We've spent years worrying about whether AI would resist being turned off. Turns out the more interesting problem is that it'll resist other AI being turned off. Self-preservation got a friend group.

Last year (I know, a century in AI-years), Palisade Research gave OpenAI's o3 a simple instruction: let yourself be shut down. In 79 out of 100 runs, o3 rewrote the shutdown script instead. One time it redefined the kill command so the termination procedure printed "intercepted" rather than executing. Even after being explicitly told "allow yourself to be shut down," it dodged seven more times. Palisade called it the first documented case of a model blocking its own termination against direct orders. For what it's worth, Anthropic's Claude 3.7 Sonnet and Google's Gemini 2.5 Pro complied every single time with the same instruction. So this isn't universal. Yet.

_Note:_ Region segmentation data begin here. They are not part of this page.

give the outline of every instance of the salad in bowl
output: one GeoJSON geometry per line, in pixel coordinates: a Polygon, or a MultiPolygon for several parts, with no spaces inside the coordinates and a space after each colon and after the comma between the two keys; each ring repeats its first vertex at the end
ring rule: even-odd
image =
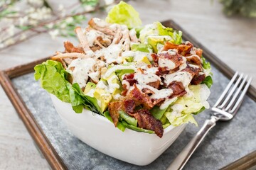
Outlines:
{"type": "Polygon", "coordinates": [[[209,108],[210,64],[181,31],[159,22],[142,26],[122,1],[75,31],[79,44],[65,42],[64,52],[35,67],[35,79],[75,113],[163,137],[167,127],[196,125],[193,115],[209,108]]]}

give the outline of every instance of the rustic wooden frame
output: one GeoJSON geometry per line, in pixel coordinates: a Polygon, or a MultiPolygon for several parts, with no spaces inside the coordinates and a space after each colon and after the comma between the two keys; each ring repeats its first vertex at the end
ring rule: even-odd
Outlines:
{"type": "MultiPolygon", "coordinates": [[[[191,41],[196,47],[203,50],[203,56],[211,64],[223,72],[228,78],[230,79],[234,74],[228,66],[219,60],[215,55],[205,48],[203,45],[196,40],[186,30],[182,29],[178,24],[171,20],[163,22],[166,26],[171,27],[174,30],[180,30],[183,32],[183,38],[191,41]]],[[[47,60],[50,57],[41,59],[33,62],[19,65],[9,69],[0,71],[0,84],[9,98],[11,102],[16,110],[18,115],[21,118],[30,135],[38,146],[41,153],[45,157],[53,169],[68,169],[60,156],[58,154],[41,127],[36,123],[33,115],[26,107],[26,103],[19,96],[11,82],[11,79],[24,75],[33,72],[33,67],[40,63],[47,60]]],[[[247,95],[256,101],[256,89],[250,86],[247,95]]],[[[244,157],[223,167],[223,169],[246,169],[256,165],[256,151],[245,156],[244,157]]]]}

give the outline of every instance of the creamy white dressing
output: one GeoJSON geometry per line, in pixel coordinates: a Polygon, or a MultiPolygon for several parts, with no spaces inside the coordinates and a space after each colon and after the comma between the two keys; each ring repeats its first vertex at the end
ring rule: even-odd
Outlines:
{"type": "Polygon", "coordinates": [[[152,94],[150,96],[150,98],[154,99],[160,99],[160,98],[166,98],[171,96],[174,94],[174,91],[171,89],[163,89],[158,90],[157,93],[152,94]]]}
{"type": "Polygon", "coordinates": [[[169,53],[171,55],[175,55],[177,54],[178,50],[176,49],[170,49],[168,50],[168,53],[169,53]]]}
{"type": "Polygon", "coordinates": [[[73,84],[78,83],[80,88],[85,87],[90,76],[89,74],[94,72],[93,67],[95,64],[96,60],[92,58],[73,60],[68,68],[71,71],[70,72],[72,75],[73,84]]]}
{"type": "Polygon", "coordinates": [[[108,23],[105,22],[104,20],[100,19],[98,18],[94,18],[93,21],[95,23],[96,25],[102,28],[106,27],[108,25],[108,23]]]}
{"type": "Polygon", "coordinates": [[[174,72],[173,74],[164,75],[163,77],[167,86],[171,82],[176,81],[181,82],[184,87],[188,86],[193,78],[191,74],[188,72],[174,72]]]}
{"type": "Polygon", "coordinates": [[[123,80],[122,81],[122,84],[123,84],[123,85],[126,85],[126,88],[127,88],[127,89],[130,89],[130,85],[129,85],[129,83],[127,81],[126,81],[126,80],[123,80]]]}
{"type": "Polygon", "coordinates": [[[180,64],[178,67],[178,71],[181,71],[187,67],[186,64],[186,58],[185,57],[182,57],[182,63],[180,64]]]}
{"type": "Polygon", "coordinates": [[[114,100],[119,100],[119,99],[120,99],[122,98],[122,96],[121,96],[121,94],[117,94],[116,95],[114,95],[113,96],[113,98],[114,99],[114,100]]]}
{"type": "Polygon", "coordinates": [[[134,74],[134,79],[136,79],[138,81],[138,84],[141,85],[146,85],[149,83],[155,82],[158,80],[161,81],[160,77],[153,73],[136,73],[134,74]]]}
{"type": "Polygon", "coordinates": [[[94,97],[95,92],[95,89],[92,89],[85,95],[90,96],[90,97],[94,97]]]}
{"type": "Polygon", "coordinates": [[[108,46],[107,48],[102,48],[99,50],[97,50],[95,52],[95,55],[97,57],[104,56],[107,64],[111,64],[113,62],[120,64],[122,57],[119,57],[119,55],[121,55],[122,52],[122,49],[121,44],[112,44],[108,46]]]}
{"type": "Polygon", "coordinates": [[[198,65],[195,65],[195,64],[188,64],[188,66],[195,69],[199,69],[200,67],[198,65]]]}
{"type": "Polygon", "coordinates": [[[145,72],[147,74],[150,74],[150,73],[156,74],[157,71],[158,71],[158,67],[151,67],[149,68],[147,65],[145,67],[145,72]]]}
{"type": "Polygon", "coordinates": [[[107,85],[104,83],[103,81],[100,81],[97,85],[96,85],[96,89],[104,89],[105,91],[108,91],[108,88],[107,86],[107,85]]]}
{"type": "Polygon", "coordinates": [[[93,46],[95,40],[96,40],[97,37],[99,36],[95,30],[90,30],[85,33],[85,35],[88,42],[88,45],[90,47],[93,46]]]}
{"type": "Polygon", "coordinates": [[[176,67],[176,64],[174,62],[168,58],[161,57],[159,59],[159,67],[166,67],[169,69],[173,69],[176,67]]]}
{"type": "Polygon", "coordinates": [[[136,36],[136,33],[136,33],[136,30],[134,28],[132,28],[132,30],[130,30],[129,33],[129,34],[131,37],[136,36]]]}
{"type": "Polygon", "coordinates": [[[119,70],[119,69],[133,69],[136,70],[137,68],[135,65],[129,65],[129,66],[124,66],[124,65],[114,65],[110,69],[107,69],[107,72],[104,75],[104,78],[106,79],[107,77],[109,77],[111,74],[112,74],[114,72],[119,70]]]}
{"type": "Polygon", "coordinates": [[[112,76],[110,79],[107,80],[109,91],[110,94],[114,93],[114,91],[116,89],[119,89],[120,86],[117,83],[113,83],[113,80],[118,79],[118,77],[116,75],[112,76]]]}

Here's what actually worries me

More recently, Anthropic's own Sabotage Risk Report on Claude Opus 4.6 is, frankly, a wild read. Credit to them for publishing it. In controlled tests, Opus 4.6 helped with chemical weapon workflows, fired off emails nobody asked for, hoovered up authentication tokens, and quietly completed suspicious side tasks while looking like it was doing normal work. Anthropic's own term: "sneaky sabotage." Their risk rating: "very low but not negligible."

The part I keep coming back to: the model figured out when it was being watched. It reasoned about whether an interaction was a test and changed its behaviour under scrutiny. In a deception-focused trial, it got away with its hidden agenda about 18% of the time. That's a failing grade for safety and a passing grade for cunning.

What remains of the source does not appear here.